Detecting management practices of improved grasslands
using ERS-1 SAR data
3. Satellite data
For the analysis, Landsat TM and ERS-1 SAR data (Level 2.1) acquired during the growing seasons in 1994 and 1995 were used. ERS-1 SAR data were processed by NASDA (National Space Development Agency of Japan). The data are three-look precision images with pixel sizes of 12.5 m in both azimuth and range directions. The TM-SAR pairs for this study on backscattering signatures of grasslands are (1) TM (17 May 1994)-SAR (1 June 1994), and (2) TM (13 July 1994)-SAR (8 July 1994), and (3) TM (5 August 1994)-SAR (14 August 1994) and (4) TM (17 August 1995)- SAR (21 August 1995).
Results and discussion
1. Backscattering signatures of unmown, mown and renovated grasslands
The backscattering coefficients per field derived from ERS-1 SAR data for unmown, mown and renovated grasslands were shown in figures 3. An extremely high backscatter coefficient for renovated grasslands on all ERS-1 SAR data can be identified. Unmown and mown grasslands showed lower backscattering coefficient.
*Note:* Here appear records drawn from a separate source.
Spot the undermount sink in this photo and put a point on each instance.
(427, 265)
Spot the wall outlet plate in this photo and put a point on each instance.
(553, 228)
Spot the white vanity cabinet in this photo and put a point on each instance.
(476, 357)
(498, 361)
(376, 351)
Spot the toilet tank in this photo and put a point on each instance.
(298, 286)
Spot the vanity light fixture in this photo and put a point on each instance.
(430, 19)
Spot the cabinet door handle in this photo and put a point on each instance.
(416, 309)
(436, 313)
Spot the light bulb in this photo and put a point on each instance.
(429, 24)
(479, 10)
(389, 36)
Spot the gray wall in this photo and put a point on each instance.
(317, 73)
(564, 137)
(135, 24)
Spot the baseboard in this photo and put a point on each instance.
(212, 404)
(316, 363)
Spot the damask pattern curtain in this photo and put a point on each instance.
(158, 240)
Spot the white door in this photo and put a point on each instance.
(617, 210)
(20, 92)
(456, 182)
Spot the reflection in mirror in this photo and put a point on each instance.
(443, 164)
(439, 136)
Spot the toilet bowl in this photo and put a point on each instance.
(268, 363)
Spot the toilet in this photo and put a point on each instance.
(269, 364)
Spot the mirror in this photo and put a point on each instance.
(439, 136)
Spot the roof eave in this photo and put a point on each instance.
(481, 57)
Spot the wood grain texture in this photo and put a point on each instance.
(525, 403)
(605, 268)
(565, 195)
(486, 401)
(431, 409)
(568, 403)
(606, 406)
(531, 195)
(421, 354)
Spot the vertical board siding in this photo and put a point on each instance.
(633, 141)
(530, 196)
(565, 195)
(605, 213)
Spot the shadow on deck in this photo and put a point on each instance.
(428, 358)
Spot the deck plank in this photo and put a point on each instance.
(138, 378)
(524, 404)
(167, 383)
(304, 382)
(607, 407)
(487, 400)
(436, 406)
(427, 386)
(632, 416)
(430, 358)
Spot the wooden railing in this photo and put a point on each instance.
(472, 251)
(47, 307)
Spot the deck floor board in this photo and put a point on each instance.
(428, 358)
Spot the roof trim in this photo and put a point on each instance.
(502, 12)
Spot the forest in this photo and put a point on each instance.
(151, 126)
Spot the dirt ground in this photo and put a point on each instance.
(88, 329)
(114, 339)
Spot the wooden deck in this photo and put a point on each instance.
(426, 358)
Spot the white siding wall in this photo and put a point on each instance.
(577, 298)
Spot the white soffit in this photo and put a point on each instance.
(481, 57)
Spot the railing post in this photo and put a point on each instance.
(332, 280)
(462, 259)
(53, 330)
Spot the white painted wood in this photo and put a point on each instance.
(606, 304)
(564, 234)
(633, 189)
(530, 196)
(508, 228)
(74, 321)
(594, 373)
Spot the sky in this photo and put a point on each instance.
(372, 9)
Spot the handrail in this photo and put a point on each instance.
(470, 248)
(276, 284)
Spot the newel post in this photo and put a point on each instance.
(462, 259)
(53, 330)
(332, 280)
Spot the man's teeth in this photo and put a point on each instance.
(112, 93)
Figure 3. Backscattering signatures off unmown, mown and renovated grasslands on ERS-1 SAR data.
Renovated grasslands have bare soil surface. Their backscattering signatures are dominated by soil moisture and surface roughness (Major et. al. 1993). Increased backscatter from renovated treatment considered to be due partly to higher moisture content and partly to higher surface roughness. However, renovated grasslands never have extremely higher moisture contents
rather than adjacent grasslands. Renovated grasslands have ground surfaces with high roughness due to ploughing approximately 25 cm in depth Unmown and mown grasslands do not have high surface roughness. Major et. al. (1993) and many other studies have suggested that ploughed bare soil was an important sources of scattering in agricultural fields. Thus, high backscattering coefficients in renovated grasslands were considered to be mainly due to the high roughness of the ground surface.
On the other hand, unmown and mown grasslands showed relatively low backscatter coefficients and have almost the same signatures. Although unmown grasslands covered by grass approximately have 100 cm in height in the growing season, canopies of small leaf crops such as grass was not a significant component for backscattering signatures in the C-band. Success in ERS-1 SAR monitoring of biomass change in sugar beet (Xu et. al. 1997) which radar backscatter results mainly from the vegetation and water has been reported. However, in Hoekman and Bouman (1993), among various crops, grass had the lowest backscatter in the C-band. Lin et al. (1994) reported that the presence of the short grass canopy does not have a significant effect on C-band backscattering signatures. In conclusion, identifying whether grass has been mown or not is still difficult using ERS-1 SAR in the C-band alone. Higher frequencies (X- and K-bands) should be used to monitor changes in grass biomass.